I guess the real question: When are they building the cars? Basically I am guessing there are 3 batches:

1) The red ones as pictured in the videos. They are here on the ground being tested and assume these represent the final USA build. I am unclear how these are sold, and frankly I would not want one.

2) Dealer allocated launch vehicles to a certain spec. The Daytona Gray ones? Other red ones, or colors? Various comments on these, but unclear if these are in production or not. Perhaps they are coming in Sep/Oct.

3) Customer ordered ones with so far the data point that one of the first ones has a production start on Oct 27 (week 44).

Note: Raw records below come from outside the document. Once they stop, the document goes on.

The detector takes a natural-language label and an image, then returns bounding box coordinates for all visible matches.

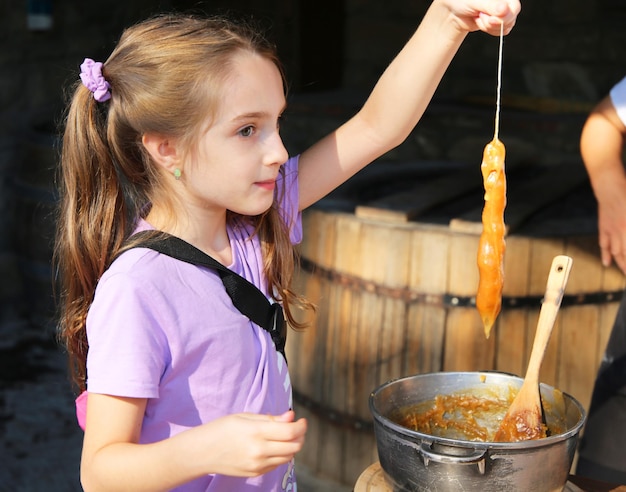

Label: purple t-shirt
[610,77,626,125]
[87,158,302,492]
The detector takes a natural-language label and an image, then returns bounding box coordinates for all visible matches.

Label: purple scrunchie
[80,58,111,102]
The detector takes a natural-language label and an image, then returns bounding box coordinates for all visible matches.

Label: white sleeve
[610,77,626,125]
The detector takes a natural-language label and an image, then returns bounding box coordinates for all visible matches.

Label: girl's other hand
[192,410,307,477]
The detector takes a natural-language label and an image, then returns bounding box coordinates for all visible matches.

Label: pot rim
[369,371,586,451]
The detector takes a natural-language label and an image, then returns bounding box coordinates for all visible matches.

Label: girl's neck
[146,207,233,266]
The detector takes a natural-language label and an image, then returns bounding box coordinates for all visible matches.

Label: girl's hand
[441,0,522,36]
[190,410,307,477]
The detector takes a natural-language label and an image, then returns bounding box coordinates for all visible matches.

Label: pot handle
[419,442,487,475]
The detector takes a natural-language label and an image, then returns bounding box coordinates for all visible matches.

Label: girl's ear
[141,133,180,173]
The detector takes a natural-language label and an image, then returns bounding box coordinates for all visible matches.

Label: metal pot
[369,372,586,492]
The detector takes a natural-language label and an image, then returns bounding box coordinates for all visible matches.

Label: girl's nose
[266,132,289,166]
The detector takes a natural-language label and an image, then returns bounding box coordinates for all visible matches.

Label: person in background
[56,0,521,492]
[576,78,626,484]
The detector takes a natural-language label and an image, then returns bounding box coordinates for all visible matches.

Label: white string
[493,22,504,140]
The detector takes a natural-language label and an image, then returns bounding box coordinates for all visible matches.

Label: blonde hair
[55,15,312,390]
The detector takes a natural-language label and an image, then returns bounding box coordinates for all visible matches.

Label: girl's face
[183,53,288,216]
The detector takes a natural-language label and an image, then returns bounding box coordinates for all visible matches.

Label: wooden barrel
[287,163,624,485]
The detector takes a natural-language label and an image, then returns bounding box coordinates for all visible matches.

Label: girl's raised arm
[299,0,521,209]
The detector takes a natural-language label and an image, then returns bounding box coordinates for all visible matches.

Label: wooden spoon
[495,255,573,442]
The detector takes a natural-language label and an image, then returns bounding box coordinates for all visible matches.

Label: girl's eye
[239,126,254,137]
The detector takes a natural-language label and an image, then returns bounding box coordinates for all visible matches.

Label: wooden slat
[492,237,531,376]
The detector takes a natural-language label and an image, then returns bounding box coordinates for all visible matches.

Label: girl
[57,0,520,492]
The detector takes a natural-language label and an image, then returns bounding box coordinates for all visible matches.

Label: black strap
[126,231,287,360]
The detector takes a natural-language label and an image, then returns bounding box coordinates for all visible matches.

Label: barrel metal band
[300,258,624,309]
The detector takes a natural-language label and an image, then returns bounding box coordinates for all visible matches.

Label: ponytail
[55,84,129,390]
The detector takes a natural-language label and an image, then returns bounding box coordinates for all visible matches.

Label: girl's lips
[255,179,276,190]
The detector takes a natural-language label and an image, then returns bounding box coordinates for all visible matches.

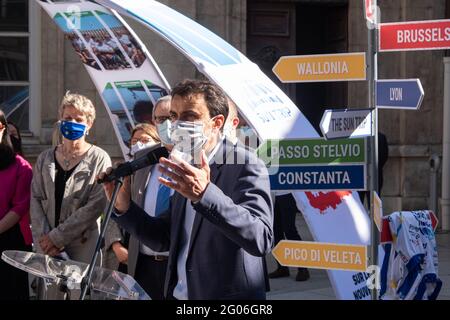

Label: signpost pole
[368,0,379,300]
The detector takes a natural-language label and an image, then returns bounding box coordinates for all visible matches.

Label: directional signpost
[379,20,450,51]
[376,79,424,110]
[320,109,372,139]
[272,240,367,272]
[258,139,367,191]
[273,52,366,83]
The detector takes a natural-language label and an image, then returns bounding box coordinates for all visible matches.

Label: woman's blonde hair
[59,91,95,123]
[131,123,161,142]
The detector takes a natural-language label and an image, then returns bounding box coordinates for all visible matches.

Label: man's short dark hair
[171,79,228,119]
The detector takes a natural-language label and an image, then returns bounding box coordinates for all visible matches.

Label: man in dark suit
[100,80,273,300]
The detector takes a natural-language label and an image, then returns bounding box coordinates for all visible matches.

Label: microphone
[97,144,169,184]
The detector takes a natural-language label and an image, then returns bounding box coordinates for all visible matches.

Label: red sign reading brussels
[379,20,450,51]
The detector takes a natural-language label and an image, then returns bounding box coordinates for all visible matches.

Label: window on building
[0,0,30,132]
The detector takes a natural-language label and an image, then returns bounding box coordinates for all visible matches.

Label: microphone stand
[80,178,123,300]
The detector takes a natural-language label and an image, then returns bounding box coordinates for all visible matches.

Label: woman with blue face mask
[31,92,111,299]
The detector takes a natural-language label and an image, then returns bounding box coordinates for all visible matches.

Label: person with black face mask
[0,110,32,300]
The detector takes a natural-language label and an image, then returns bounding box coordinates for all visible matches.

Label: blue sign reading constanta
[270,164,366,191]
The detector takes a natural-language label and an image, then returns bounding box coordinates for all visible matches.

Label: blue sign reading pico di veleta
[270,164,366,191]
[377,79,424,110]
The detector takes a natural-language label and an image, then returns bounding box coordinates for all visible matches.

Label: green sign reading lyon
[257,139,366,166]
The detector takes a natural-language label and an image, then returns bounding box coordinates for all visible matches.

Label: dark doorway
[247,0,348,132]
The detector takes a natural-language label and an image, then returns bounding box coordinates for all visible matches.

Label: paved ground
[267,215,450,300]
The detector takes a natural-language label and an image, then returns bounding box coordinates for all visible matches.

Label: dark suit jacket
[115,140,273,299]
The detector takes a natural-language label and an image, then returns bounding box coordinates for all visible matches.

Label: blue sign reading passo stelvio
[270,164,366,191]
[377,79,424,110]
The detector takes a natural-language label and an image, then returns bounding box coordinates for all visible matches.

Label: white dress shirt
[139,164,174,256]
[173,140,223,300]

What is frustrating we see batch 1, then why do I have to wait until batch 3? Is the notion that a batch 2 car will get driven by a bunch of people to promote them, and then a batch 3 car will not?


----------



## JOES1.8T (Sep 8, 2003)

I am being told by the sales rep that their systems are showing U.S. spec S3 deliveries to Germany around late October for folks living abroad in Germany(if ordered now) as stateside deliveries show around December. 



> It's very normal for Stateside delivery order's to take 5 months from order through until delivery, so December doesn't sound too far off. I think that's quite normal. They get a few show cars in, in advance to drum up interest. They'll probably get more show cars over the next couple of months and release stock models for sale then. If doing a factory order now, then December sounds correct to me.


As I mentioned above, December sounds about right where as the folks I am doing my purchase through work directly with the factory (eliminating the middle man, a.k.a. dealership). I'll try to provide you guys with what little information I get as it trickles in.


----------



## Dan Halen (May 16, 2002)

The factory order A3s were way ahead of five months.

Sent from my Nexus 5 using Tapatalk


----------



## epymsam (Jul 3, 2014)

Are there ever instances of production dates being brought forward? December seems such a long time away. Looks like I'll have to switch out for snow tires within the first month of owning it.


----------



## jrwamp (Mar 25, 2011)

epymsam said:


> Are there ever instances of production dates being brought forward? December seems such a long time away. Looks like I'll have to switch out for snow tires within the first month of owning it.


Ha, I thought about that as well. 19" wheels come with summer tires, delivered in the late Fall to Winter...


----------



## Dan Halen (May 16, 2002)

epymsam said:


> Are there ever instances of production dates being brought forward? December seems such a long time away. Looks like I'll have to swith out for snow tires within the first month of owning it.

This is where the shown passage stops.